As we open our Advent Calendars each December, thoughts inevitably turn to Christmas, the New Year, and to what the next year will bring.
But this year we are also looking 12 months ahead to New Year 2019.
Why? Because January 2019 will see International Accounting Standard (IAS) 17 replaced by International Financial Reporting Standard (IFRS) 16.
Now accounting standards may not be the most festive or exciting of topics, and to many of our readers that may sound like an insignificant change. Indeed the legislators themselves have said that it should cause “only minor changes from the current standards”. However, the general consensus is that in the aviation industry, the effects may be more profound.
The introduction of IFRS 16 will bring about a new accounting model. This new standard will apply to existing lease agreements, as well as to new ones and will require airlines and other lessees to recognise assets and liabilities for all leases (unless their leases are for a term of less than twelve months).
What does this mean in practical terms?
It means that any rental obligation under a lease will be treated as if it was debt obligation of the lessee – and so, as a general rule, all leases will now be on balance sheet.
For investors in, and creditors of, airlines, this may make sense: IAS 17 is intended to promote transparency as to an airline’s real cost structure and the extent of its long term liabilities. This in turn benefits airlines – investor confidence is inversely proportionate to borrowing cost.
This does give rise to a number of points that financiers, operating lessors and airlines alike need to be aware of (although lessor accounting itself will remain largely unchanged):
- there will be an impact on profitability measures and, as a consequence, on associated metrics such as the debt and gearing ratios. This means that many lessees may find themselves unintentionally in breach of the existing covenants in their lease and financing agreements as to the permitted levels of borrowings and other debt liabilities.
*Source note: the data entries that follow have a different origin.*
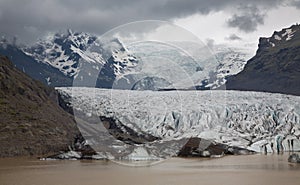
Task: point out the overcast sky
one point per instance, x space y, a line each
213 21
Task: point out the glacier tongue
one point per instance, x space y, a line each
252 120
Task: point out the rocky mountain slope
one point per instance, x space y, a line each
275 67
31 122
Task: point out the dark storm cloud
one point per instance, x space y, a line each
233 37
29 19
295 3
248 19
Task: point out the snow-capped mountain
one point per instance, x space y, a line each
231 61
81 55
62 51
250 120
89 61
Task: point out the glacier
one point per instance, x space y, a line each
262 122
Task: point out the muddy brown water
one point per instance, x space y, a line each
231 170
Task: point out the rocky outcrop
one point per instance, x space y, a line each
197 147
275 67
31 122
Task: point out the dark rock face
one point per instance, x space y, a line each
36 70
197 147
294 158
31 122
151 83
275 67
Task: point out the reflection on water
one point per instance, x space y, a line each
252 169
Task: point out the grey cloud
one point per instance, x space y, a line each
248 20
295 3
233 37
30 19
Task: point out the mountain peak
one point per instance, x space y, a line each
280 39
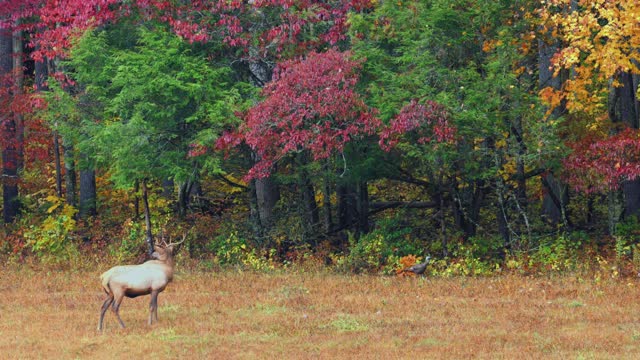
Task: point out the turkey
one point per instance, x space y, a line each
418 269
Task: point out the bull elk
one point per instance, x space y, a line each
150 277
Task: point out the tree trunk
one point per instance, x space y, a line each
41 75
309 208
87 193
623 107
167 188
136 200
267 192
363 207
327 218
347 206
18 71
556 198
147 216
8 126
70 173
267 196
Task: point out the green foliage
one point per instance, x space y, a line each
231 249
52 240
557 254
129 246
627 237
378 250
148 102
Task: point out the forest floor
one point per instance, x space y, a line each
246 315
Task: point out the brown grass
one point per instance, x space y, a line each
247 315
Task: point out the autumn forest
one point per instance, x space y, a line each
361 135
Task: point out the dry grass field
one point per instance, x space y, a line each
246 315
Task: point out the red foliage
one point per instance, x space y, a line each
234 22
310 106
429 121
604 163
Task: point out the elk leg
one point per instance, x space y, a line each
105 306
116 308
153 307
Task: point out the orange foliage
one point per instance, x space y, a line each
405 262
599 40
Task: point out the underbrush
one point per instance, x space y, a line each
58 241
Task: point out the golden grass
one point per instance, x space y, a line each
323 316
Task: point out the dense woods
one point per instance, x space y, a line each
363 134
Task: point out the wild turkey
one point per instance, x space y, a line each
418 269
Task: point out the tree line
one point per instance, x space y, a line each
310 124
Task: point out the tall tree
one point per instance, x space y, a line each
9 145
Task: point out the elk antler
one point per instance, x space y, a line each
184 237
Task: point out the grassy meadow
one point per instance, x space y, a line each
293 315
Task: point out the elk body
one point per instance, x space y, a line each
149 278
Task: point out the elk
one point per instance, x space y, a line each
150 277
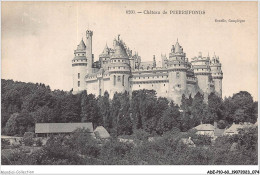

For example:
- definitions such as “Financial Indebtedness” may now capture all lease agreements, where previously operating leases would have been excluded (which may trigger a breach of covenant);
- debt/equity ratios may be breached and will need to be adjusted accordingly; and
- EBITDA will increase as rental expenses are replaced by interest, depreciation and amortization;
- airlines will often account in their local currency and so will need to work out how to value leases, which typically provide for lease rentals in USD – we may see more leases denominated in the airline’s “local” currency and accordingly lessors may need to be sensitive to their customers’ demands in this regard (and there may need to be provision in leases for exchange rate mechanisms);
- the sale and leaseback market may be less attractive to those airlines who utilised the structure effectively as a form of off-balance-sheet finance;
- for wet leases, it should be possible to separate the payments for the aircraft with the payments for the associated “services” – the accounting changes will only impact the former;
- although lessor accounting will not be subject to changes as such, lessors may need to be responsive to the requirements of their airline customers as a result of the changes; and
- agreements should also be reviewed to see whether there is any provision for contingent rent, renewal/purchase options, maintenance and other services which may affect the calculation of lease liabilities.
Many agreements will contain protective language providing for changes in accounting rules, but as we approach the New Year, it would be a worthwhile exercise for all parties to aircraft operating leases to review the relevant provisions of their documents and using 2018 to make sure that they are in good shape for the introduction of these changes.